Abstract

Autologous stem cell transplants (auto-SCT) are increasingly performed in patients with CLL. Although this procedure results in a high complete response (CR) rate, most patients eventually relapse. The median time to relapse is around 5 years. Increasing levels of minimal residual disease (MRD), detected by PCR or flow cytometry (FC) are associated with clinical relapse. The early detection of patients likely to relapse shortly after SCT may be useful in the management of these patients. With this background, we analyzed the levels of MRD and its correlation with the risk of relapse and clinical outcome in 19 patients with CLL submitted to auto-SCT. MRD was assessed by FC and quantitative real time PCR of the IgH region using allele-specific oligonucleotides (ASO-PCR) in peripheral blood and/or bone marrow DNA samples obtained before SCT and at different time points thereafter. After SCT, 17 patients achieved CR and 2 partial response. A continuous pattern of relapses was observed and, after a median follow-up of 48 months (range, 11–101), 11/19 patients have progressed. The median number of CLL cells detected prior to SCT was 2.4x10−2 decreasing to 5.31x10−4 at 3–6 months after auto-SCT. No further decrease was observed beyond that point.

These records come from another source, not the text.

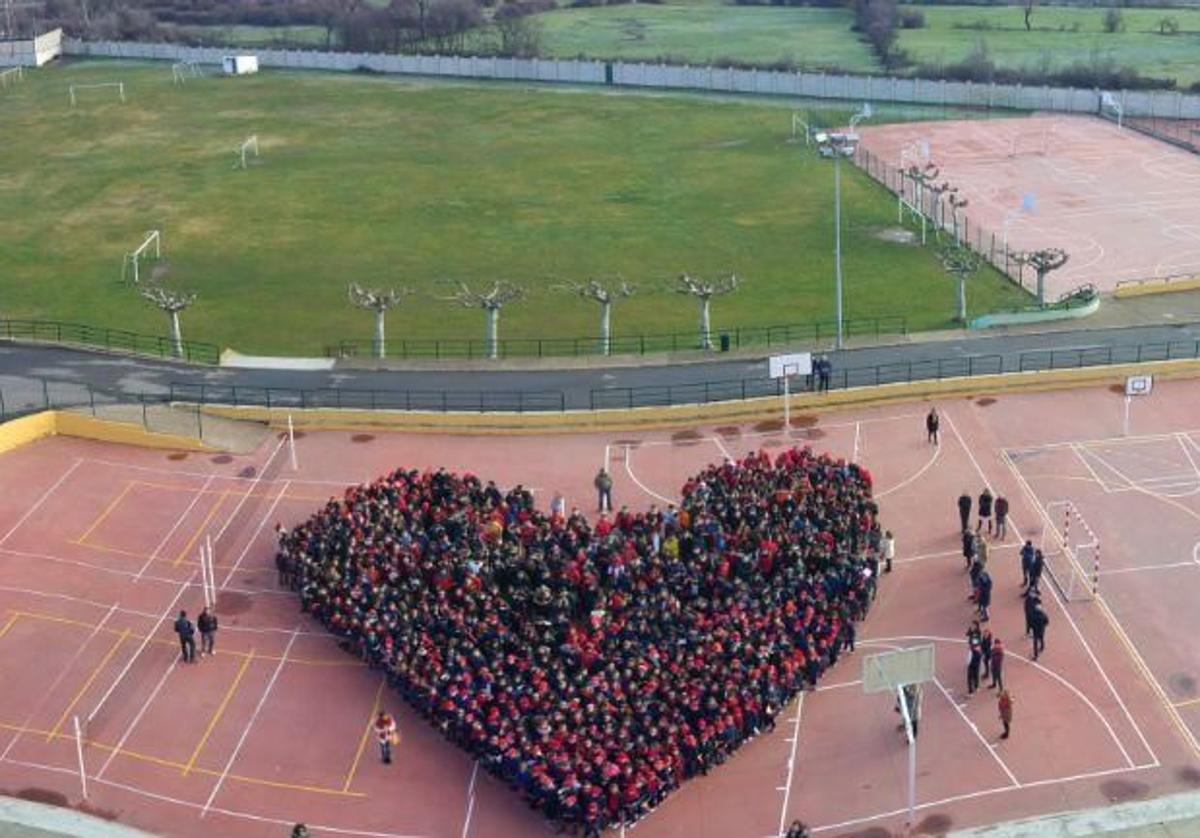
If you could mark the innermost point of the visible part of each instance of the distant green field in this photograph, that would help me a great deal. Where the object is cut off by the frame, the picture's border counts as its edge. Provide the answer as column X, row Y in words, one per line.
column 1055, row 40
column 809, row 37
column 385, row 181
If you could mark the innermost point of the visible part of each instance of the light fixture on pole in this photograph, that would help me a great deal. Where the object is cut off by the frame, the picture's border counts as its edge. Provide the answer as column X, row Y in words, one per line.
column 839, row 144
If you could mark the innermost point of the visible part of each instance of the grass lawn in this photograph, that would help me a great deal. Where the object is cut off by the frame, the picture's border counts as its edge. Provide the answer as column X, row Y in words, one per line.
column 696, row 34
column 1053, row 41
column 383, row 181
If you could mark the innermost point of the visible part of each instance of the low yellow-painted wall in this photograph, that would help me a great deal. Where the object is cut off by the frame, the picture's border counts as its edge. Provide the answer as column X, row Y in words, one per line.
column 689, row 414
column 58, row 423
column 1165, row 286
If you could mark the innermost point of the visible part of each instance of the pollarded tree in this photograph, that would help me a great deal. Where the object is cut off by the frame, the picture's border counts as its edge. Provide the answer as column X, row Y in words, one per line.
column 961, row 263
column 705, row 292
column 379, row 301
column 1043, row 262
column 501, row 294
column 171, row 301
column 605, row 294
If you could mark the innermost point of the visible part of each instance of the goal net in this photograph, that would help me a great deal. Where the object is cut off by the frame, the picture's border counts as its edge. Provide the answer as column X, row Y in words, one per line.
column 1072, row 552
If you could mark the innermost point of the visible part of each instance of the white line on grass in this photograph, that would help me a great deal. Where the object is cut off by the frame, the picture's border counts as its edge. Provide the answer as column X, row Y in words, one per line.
column 40, row 501
column 250, row 724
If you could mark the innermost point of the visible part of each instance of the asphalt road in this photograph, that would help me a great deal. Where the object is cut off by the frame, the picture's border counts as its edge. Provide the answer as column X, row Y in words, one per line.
column 30, row 373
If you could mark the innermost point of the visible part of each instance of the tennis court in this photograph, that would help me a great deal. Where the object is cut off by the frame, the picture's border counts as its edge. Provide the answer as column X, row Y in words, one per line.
column 99, row 549
column 1123, row 205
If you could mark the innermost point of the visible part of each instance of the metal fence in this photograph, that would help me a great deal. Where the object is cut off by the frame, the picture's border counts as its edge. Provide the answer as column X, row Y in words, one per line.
column 113, row 340
column 681, row 77
column 735, row 337
column 942, row 220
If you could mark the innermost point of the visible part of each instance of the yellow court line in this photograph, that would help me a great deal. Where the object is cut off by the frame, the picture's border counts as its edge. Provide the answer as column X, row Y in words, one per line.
column 108, row 510
column 201, row 530
column 87, row 684
column 366, row 735
column 306, row 662
column 219, row 713
column 12, row 621
column 173, row 764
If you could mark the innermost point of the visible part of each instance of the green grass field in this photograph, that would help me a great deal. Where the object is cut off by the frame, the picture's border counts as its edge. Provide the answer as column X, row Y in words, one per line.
column 385, row 181
column 809, row 37
column 1055, row 41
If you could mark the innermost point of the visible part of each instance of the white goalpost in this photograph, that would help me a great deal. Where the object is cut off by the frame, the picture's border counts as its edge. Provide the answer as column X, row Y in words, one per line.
column 130, row 265
column 10, row 76
column 249, row 145
column 181, row 71
column 72, row 90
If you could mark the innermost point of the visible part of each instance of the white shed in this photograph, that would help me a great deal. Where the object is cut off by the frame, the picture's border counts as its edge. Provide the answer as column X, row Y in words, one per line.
column 239, row 65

At 3–6 months after auto-SCT, only 3/17 patients in CR had undetectable levels of disease. Patients with a MRD level >10−3 at this time point (3–6 months after transplant) had a significantly higher risk of progression than those who had less than 10−3 CLL cells. All but one patients with MRD>10−3 have relapsed (7/8) whereas only 4/9 with MRD<10−3 did so. As shown in the figure, median time to progression was significantly shorter in those patients with a higher MRD level (16 vs. 55 months; p=0.003)

In conclusion, quantification of MRD within the first 6 months after auto-SCT allows the identification of CLL patients with a high risk of early clinical relapse. These data provide background to investigate whether early treatment, before clinically overt relapse occurs, might be useful in patients with high risk of relapse after SCT.